Code (simplified for testing purposes):

import multiprocessing
import numpy as np
from multiprocessing import shared_memory

def multiprocessing_function(args):
    nn, shm_name, y_shm_name, shape, dtype, N = args
    existing_shm = shared_memory.SharedMemory(name=shm_name)
    x = np.ndarray(shape, dtype=dtype, buffer=existing_shm.buf)
    existing_y_shm = shared_memory.SharedMemory(name=y_shm_name)
    y = np.ndarray((N,), dtype=dtype, buffer=existing_y_shm.buf)
    y[nn] = 1
    existing_shm.close()
    existing_y_shm.close()

if __name__ == '__main__':
    x = np.random.rand(int(1e7), 16)
    N = 8760 # Number of hours in a year
            
    dtype = x.dtype
    shm = shared_memory.SharedMemory(create=True, size=x.nbytes)
    shm_array = np.ndarray(x.shape, dtype=x.dtype, buffer=shm.buf)
    np.copyto(shm_array, x)
    y_shm = shared_memory.SharedMemory(create=True, size=N * x.itemsize)
    y_array = np.ndarray((N,), dtype=x.dtype, buffer=y_shm.buf)
    
    args_case = [(nn, shm.name, y_shm.name, x.shape, dtype, N) for nn in range(N)]
    with multiprocessing.Pool() as pool:
        pool.map(multiprocessing_function, args_case)
    
    y = np.array(y_array)

    shm.close()
    y_shm.close()
    shm.unlink()
    y_shm.unlink()

Issue:
When I run the code, it returns the correct vector, but 50% of the time, I get a "Windows fatal exception: access violation" and the kernel crashes. If I then change the size of the array, it might have no issues, but if I restart Spyder and try to rerun the same code with the new array size, the same error would come up and the kernel would crash again. This inconsistent behavior is incredibly strange. I have a feeling this is a memory leakage issue, but I don't know how to fix it.


Solution

  • Either Spyder itself or the IPython shell is trying to access one of your shared numpy arrays after the shared memory file has been closed.

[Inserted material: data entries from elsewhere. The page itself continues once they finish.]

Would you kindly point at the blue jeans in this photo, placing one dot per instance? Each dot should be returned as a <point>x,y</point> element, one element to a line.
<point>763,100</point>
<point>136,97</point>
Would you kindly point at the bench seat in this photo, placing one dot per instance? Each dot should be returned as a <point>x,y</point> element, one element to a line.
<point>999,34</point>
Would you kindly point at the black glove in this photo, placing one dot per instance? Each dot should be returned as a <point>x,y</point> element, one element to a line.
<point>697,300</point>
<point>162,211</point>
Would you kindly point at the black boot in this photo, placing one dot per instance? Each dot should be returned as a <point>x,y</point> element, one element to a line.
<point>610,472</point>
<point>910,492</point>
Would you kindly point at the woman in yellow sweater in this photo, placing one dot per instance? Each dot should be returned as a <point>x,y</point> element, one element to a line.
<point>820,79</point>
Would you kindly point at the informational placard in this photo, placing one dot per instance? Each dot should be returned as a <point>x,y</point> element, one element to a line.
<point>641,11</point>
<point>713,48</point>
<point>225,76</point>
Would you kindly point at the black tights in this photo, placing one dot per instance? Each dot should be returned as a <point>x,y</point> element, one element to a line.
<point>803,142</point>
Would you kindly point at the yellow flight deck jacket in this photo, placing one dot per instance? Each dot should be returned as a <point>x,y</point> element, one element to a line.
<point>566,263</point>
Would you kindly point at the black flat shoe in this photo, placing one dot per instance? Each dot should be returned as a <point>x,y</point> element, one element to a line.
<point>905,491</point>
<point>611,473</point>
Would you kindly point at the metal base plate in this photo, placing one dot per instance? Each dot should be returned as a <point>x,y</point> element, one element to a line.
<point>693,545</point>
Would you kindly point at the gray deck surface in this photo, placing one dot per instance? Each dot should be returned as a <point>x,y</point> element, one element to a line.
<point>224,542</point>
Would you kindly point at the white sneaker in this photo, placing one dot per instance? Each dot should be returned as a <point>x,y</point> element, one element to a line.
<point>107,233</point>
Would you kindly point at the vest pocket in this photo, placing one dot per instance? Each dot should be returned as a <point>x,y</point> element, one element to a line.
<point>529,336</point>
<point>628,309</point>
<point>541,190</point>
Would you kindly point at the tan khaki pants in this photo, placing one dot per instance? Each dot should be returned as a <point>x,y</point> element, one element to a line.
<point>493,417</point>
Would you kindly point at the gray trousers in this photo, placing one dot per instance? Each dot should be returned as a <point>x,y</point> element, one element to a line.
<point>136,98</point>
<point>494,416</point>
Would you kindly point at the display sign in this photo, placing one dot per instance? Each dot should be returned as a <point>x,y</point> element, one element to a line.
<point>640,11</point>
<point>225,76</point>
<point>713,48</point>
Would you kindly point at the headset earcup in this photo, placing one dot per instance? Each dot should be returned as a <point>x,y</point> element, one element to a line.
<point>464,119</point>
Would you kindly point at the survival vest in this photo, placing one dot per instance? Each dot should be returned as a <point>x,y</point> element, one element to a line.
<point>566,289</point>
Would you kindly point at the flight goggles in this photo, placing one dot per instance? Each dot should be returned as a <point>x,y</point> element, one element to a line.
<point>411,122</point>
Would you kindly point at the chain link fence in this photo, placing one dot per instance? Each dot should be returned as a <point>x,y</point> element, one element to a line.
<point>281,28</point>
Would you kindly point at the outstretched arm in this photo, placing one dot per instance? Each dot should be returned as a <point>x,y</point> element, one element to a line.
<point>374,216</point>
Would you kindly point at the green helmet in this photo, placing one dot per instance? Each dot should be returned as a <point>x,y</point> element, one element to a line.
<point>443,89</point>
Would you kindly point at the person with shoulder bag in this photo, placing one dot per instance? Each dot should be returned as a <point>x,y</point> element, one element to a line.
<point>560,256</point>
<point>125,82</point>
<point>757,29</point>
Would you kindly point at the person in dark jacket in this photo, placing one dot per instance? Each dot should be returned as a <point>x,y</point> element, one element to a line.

My first guess is that Spyder is trying to populate it's "Variable Explorer" pane by enumerating local variables. This causes an access to the numpy array, but the memory location it is pointing to is no longer valid because the SharedMemory has been closed.

    SharedMemory creates files on the filesystem (so they're sharable) in a way that they will only reside in memory (so they're fast). Then you are given memory-mapped access to that file as a buffer. There are some differences depending on the OS, but in general this holds true. Like any other file, you have a bit more responsibility to clean up after yourself: close() and unlink().

    Unfortunately Numpy has no way to know the buffer it's pointing to has been closed, so it will go ahead and try to access the same memory it was previously pointing to. Windows calls it "Access Violation", and everyone else calls it "Segmentation Fault".

    To solve this problem:

    • You can simply change the settings in Spyder to run scripts in an external terminal and not access the arrays after the shm's are closed.
    • You can call del shm_array and del y_array after you're done with them (right before closing the shm's). This will remove them from the module scope so the IPython kernel doesn't try to access them.
    • You can put the stuff in a function so your numpy arrays go out of scope and get garbage collected automatically when the function returns.
    • You can just not close the shm files: Like other file handles, they get closed as part of the python process exiting. Closing your current shell (and starting a new one) should do the trick. On windows if no process has a handle to any given SHM open, it will automatically be deleted. On Linux (and maybe MacOS?) the file will only be deleted when calling unlink or when the computer is rebooted.